Running cattle and sheep across 263 hectares (650 acres), the farm itself is a haven for anyone wishing to seek a bit of solitude and Robin and his team hope to give those who frequent High Farm some form of ‘purpose and meaning’ through various activities; helping with farm practices and interaction with the animals.
In 2016, Robin took on a Nuffield Scholarship to research the positive impact farming could have on social care and what people could gain from using agriculture as a tool to support various conditions. Robin travelled to America, Ireland, Italy, Holland and Norway, to name but a few, to find that many of these countries were more progressive than the UK when it came to using farms as means of healthcare.
Robin says: “Unlike care farms in Holland or Norway, this country is a little more detached from food and farming, but we can use farming as a vehicle to deliver different engaging and therapeutic benefits.
“But one of the things I found was seeing how [other countries] supported adults with dementia on the farm.”
The introduction of dementia care was a natural progression for the High Farm team, especially for those who have links to farming in their past.
Robin says: “The idea is, if you get an illness in old age that affects your memory, in the UK the options are mostly limited to day services which are, invariably in a town or city.
“If you’ve had a manual or outdoor job, that’s not where you want to be. It’s certainly not where I’d want to be.
“The aim is to have a supportive environment outdoors where people feel comfortable.”
Dementia training was given in partnership with Dementia Adventure, a registered charity who aim to help those diagnosed with the disease gain outdoor access to nature and they have now welcomed four people living with dementia on to the farm.
John Cawley, who grew up on a dairy farm, is already reaping the benefits of High Farm.
John’s social care coordinator Michelle Buck says: “Because of the type of dementia, he has an inability to express himself. But when he’s here and you show him [farming] related tasks, he knows what to do immediately.
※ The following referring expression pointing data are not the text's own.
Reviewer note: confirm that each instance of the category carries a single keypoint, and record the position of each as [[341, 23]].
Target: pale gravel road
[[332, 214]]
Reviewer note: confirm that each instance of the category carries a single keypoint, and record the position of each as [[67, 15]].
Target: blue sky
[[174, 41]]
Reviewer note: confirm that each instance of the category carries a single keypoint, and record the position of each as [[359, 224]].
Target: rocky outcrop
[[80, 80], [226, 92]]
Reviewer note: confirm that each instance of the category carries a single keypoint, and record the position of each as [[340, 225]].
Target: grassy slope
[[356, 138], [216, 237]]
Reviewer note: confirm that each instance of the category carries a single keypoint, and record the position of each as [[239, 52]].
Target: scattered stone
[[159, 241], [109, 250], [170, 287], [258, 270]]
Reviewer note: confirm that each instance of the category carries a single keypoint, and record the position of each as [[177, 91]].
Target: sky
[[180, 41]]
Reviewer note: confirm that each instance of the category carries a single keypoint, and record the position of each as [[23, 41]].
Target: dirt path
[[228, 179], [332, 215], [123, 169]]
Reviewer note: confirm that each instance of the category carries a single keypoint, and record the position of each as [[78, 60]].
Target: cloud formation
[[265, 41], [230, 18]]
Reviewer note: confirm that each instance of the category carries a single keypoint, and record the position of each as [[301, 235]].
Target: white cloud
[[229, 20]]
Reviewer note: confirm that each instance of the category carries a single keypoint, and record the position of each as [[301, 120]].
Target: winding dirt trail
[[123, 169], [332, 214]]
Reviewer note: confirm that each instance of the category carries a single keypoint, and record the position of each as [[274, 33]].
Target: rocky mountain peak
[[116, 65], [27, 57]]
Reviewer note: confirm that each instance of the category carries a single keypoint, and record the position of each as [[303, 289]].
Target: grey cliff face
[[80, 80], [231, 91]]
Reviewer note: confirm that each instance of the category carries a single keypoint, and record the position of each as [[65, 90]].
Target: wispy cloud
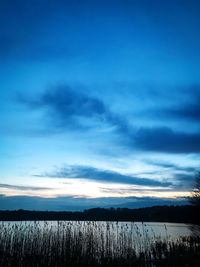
[[166, 140], [68, 108], [101, 175], [23, 188]]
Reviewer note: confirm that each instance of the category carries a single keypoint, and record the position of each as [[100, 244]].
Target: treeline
[[179, 214]]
“He’s started to engage in the farming side now.
“Once he’s been here in the fresh air and engaged with us all, he goes home in a better mood and sleeps better. His wife has improved health too as she also sleeps better.”
The farm, which can support up to 10 people per day, opens from Monday to Friday. The team grow vegetables for the local farm shop, along with the lamb, beef and pork that are reared on the farm. It is visible how much those involved enjoy their time at High Farm, caring for a wide spectrum of learning disabilities, including autism and Asperger’s. Robin says he notices ‘increased confidence within a few weeks.’
“It’s about allowing them to have the opportunities that everyone else gets,” says Robin.
“They shouldn’t be shoved in to a corner – they should be able to live a fulfilling and varied life.
“It’s giving people the confidence to grow and develop new skills and live independently.
“It also showcases that farming is much more than just food production. It’s a multifunctional industry.”
But the next phase to develop is in connection with the NHS.
Social prescriptions will soon hopefully be available where doctors can provide time outdoors at places such as High Farm as an effective way to deal with mental health issues and, with about 240 care farms across the UK, the potential is huge.
Robin says: “The NHS have committed money which will mean places such as High Farm and other social farms could be utilised as a means of support.
“There is a massive scope for this.”
But the team, says Robin, is ambitious, full of energy and keen to drive the farm forwards and create more opportunities for people.
He says: “We wanted to create a place where people could feel valued and respected, offering opportunities to learn and develop. We have done well at this so far, but we want to see more opportunities. I now work across the nine Camphill Village Trusts sites helping the charity to establish social farms and gardens in our other communities, based on the ethos we have established here.”
According to the annual care farming survey, the interest in care farming is on the rise. It also states that this type of business could provide an extra income stream to your farm. It states that ‘in addition to providing valuable health and wellbeing benefits to service users and engaging more people in agriculture, care farming therefore provides new opportunities for small family farms who may be seeking alternative ways to use their farms and farming experiences post-Brexit.’